New College Library Rare Books feature in Divinity Inaugural Lecture
Today Professor Susan Hardman Moore, Professor of Early Modern Religion, will deliver her inaugural lecture entitled ‘Time’ at 2pm. Professor Hardman-Moore’s lecture features a number of seventeenth century rare books from the New College Library collections, which will be on display in the Funk Reading Room after the lecture between 3-4.30pm.
The titles include John Wade’s The Redemption of Time (1692) and the The Practice of Piety (1672) by Lewis Bayly. The Practice of Piety is part of the recently catalogued Dumfries Presbytery Library, and is inscribed Ex Libris Johannes Hutton, identifying it as part of the original bequest of 1500 volumes from Dr John Hutton.
Works of King James I & VI now on display at New College Library
New on display in the entrance to New College Library is the Works of King James I of England and VI of Scotland edited by James Montagu, Bishop of Winchester, and Dean of the Royal Chapel.
With an engraved portrait of Prince Charles (later King Charles I), and later the Royal Coat of Arms this contains James’ paraphrase of the apocalyptic books of the Bible, as well as works on royalty and church and state. It was published in 1619, in James’s lifetime.
The volume has a vellum binding covered in a stamped gilded decoration of scattered flowers around a central image of a wild boar.
Part of the Dumfries Presbytery Library, the volume is inscribed Ex Libris Johannes Hutton. Dr John Hutton, a graduate of the University of Edinburgh, became the first Treasurer of the Royal College of Physicians of Edinburgh (1681–82), and Court Physician to King William III and Queen Mary (1688–1702).
Later he was also MP for Dumfries Burghs (1710–12) and when he died in London, in November 1712, he gave as a bequest his library of 1,500 volumes to the Presbytery of Dumfries. Much of this is preserved as the Dumfries Presbytery Library, now kept in New College Library.
This item was recently catalogued online as part of the Funk Cataloguing Projects.
A prayer for a pudding?
25 November 2012 is traditionally Stir Up Sunday, when cooks plan to make their Christmas puddings so they have time to mature before eating on Christmas Day.

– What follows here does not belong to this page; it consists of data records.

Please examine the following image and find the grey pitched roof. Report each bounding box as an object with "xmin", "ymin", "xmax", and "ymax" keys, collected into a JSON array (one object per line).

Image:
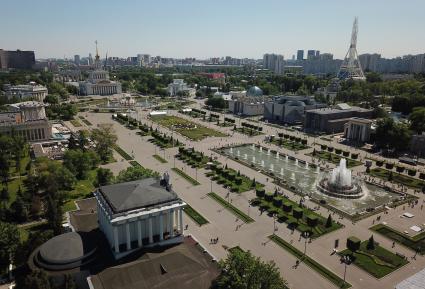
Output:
[{"xmin": 98, "ymin": 178, "xmax": 178, "ymax": 214}]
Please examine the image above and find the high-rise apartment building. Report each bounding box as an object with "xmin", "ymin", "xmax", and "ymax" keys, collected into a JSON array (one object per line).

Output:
[
  {"xmin": 307, "ymin": 50, "xmax": 316, "ymax": 60},
  {"xmin": 0, "ymin": 49, "xmax": 35, "ymax": 69},
  {"xmin": 263, "ymin": 53, "xmax": 284, "ymax": 74},
  {"xmin": 297, "ymin": 50, "xmax": 304, "ymax": 60},
  {"xmin": 74, "ymin": 55, "xmax": 80, "ymax": 65}
]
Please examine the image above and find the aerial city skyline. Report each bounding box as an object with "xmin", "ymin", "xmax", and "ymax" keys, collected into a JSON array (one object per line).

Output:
[
  {"xmin": 2, "ymin": 0, "xmax": 425, "ymax": 59},
  {"xmin": 2, "ymin": 2, "xmax": 425, "ymax": 289}
]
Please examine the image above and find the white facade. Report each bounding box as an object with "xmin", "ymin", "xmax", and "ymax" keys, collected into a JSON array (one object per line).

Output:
[
  {"xmin": 167, "ymin": 79, "xmax": 194, "ymax": 97},
  {"xmin": 94, "ymin": 179, "xmax": 186, "ymax": 259},
  {"xmin": 3, "ymin": 82, "xmax": 48, "ymax": 102},
  {"xmin": 343, "ymin": 118, "xmax": 372, "ymax": 142}
]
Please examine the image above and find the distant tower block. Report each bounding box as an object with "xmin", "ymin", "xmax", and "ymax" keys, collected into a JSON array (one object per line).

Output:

This tradition is linked with the opening words of the collect for the day in the Book of Common Prayer of 1549, which reads ‘Stir up, we beseech thee, O Lord…’ Always read just before Advent, this became remembered as a reminder to start stirring up the puddings for Christmas.
New College Library holds this copy of the Book of Common Prayer printed in London in 1549, the year the Book of Common Prayer was adopted by the Church of England. We can see the exhortation to “Stir up ..” , spoken over 450 years ago in the reign of Edward VI of England, about two thirds of the way down the page.
This book is part of the Dumfries Presbytery Library, currently being catalogued as part of the Funk Cataloguing Projects at New College Library. It bears the signature of Dr John Hutton, who donated the collection of books that form the foundations of the Dumfries Presbytery Library.
Seventeenth century botanical illustrations discovered at New College Library
Recently catalogued online and now on display in New College Library’s entrance hall is this seventeeth century botanical work, Exoticarum aliarumque minus cognitarium plantarum centuria prima.
Written by Jakob Breyne, it has full page plates drawn by Andreas Stech and engraved by Isaac Saal.
This rare book is part of the Dumfries Presbytery Library, which is currently being catalogued as part of the Funk Cataloguing Projects at New College Library.
With thanks to our rare books cataloguer Finlay West for sharing details of this item.
More images from this work …
Treasures of New College Library : The Dumfries Presbytery Library
The Dumfries Presbytery Library is a collection of sixteenth and seventeenth century books that was first documented in 1710, with the acceptance of a substantial donation of books from Dr John Hutton. It was used as a lending library, for the ministers of Dumfries, for which records survive in a ledger in Dumfries’s Ewart Library. Titles are marked : “Ex libris bibliothecae presbyterii Dumfriesiensis”
In 1884, the decision was made to transfer the collection to the General Assembly Library in Edinburgh, following a gale that damaged the roof of the presbytery house letting in rain that soaked the books. With this transfer, at least some of the books were marked by the ownership stamp of the Library of the General Assembly of the Church of Scotland : the symbol of the burning bush surrounded by the words “Bibliotheca Ecclesiae Scoticanae”.
In 1958 the General Assembly Library was transferred to New College Library, and the books of the Dumfries Presbytery Library were dispersed by subject as part of the New College Library collection. In 1962, New College Library came under the governance of Edinburgh University Library, and in 1965 John Howard took over as New College Librarian. He took a particular interest in the Dumfries Presbytery Library and he reassembled c. 1500 volumes from the collection in their original pressmark order as a Special Collection.
In the summer of 2012, a project has begun to catalogue the Dumfries Presbytery Library online in its entirety. This project is one of the Funk Cataloguing Projects at New College Library.